Sam Whitelock is a master at that. He'll do what the opposition isn't expecting. Whether that is speed or deception you must be quick on your feet with a couple of really good lifters, which the All Blacks have.
Looking at the Springboks and the Pumas in their opening game, it is a case of round two from the Super Rugby quarterfinal between the Lions and the Jaguares. Both teams have really stepped up. I've been impressed with the South African resurgence this year, especially against England, and I think Super Rugby has been fantastic for Argentina in allowing them to get their core players together and developing them.
Mario Ledesma is a well-respected coach who has been there and done that. As a forward coach it is not how smart you are, but your expectation of hard work. Ledesma is a classic example of that. He will expect hard work from his players and he will go well.
In addition to the Rugby Championship, this coming weekend also marks the start of the Mitre 10 Cup competition in New Zealand. It is always an exciting time and is the breeding ground of the New Zealand game.

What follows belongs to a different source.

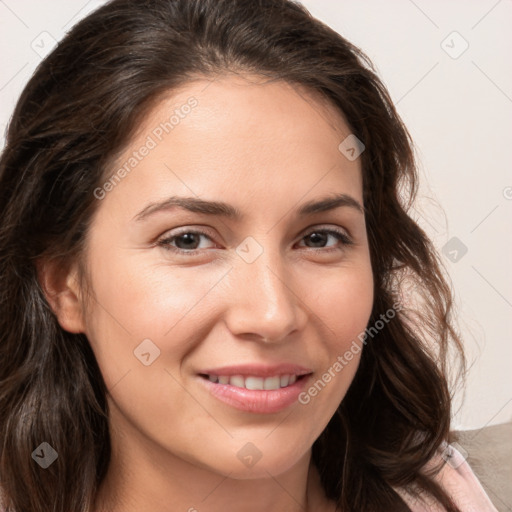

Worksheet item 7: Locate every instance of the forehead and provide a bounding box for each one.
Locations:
[101,75,362,216]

There're some good squads -- Canterbury, North Harbour and Wellington -- and some average ones, but overall it is the unknown. We'll know more after the first few weeks about what teams should be there at the end. As always I think if you have a bunch of young men with real talent the best thing you can do by the end of the competition is have them pushing for Super Rugby contracts.
That's the most exciting thing for me to watch, seeing the next generation come through.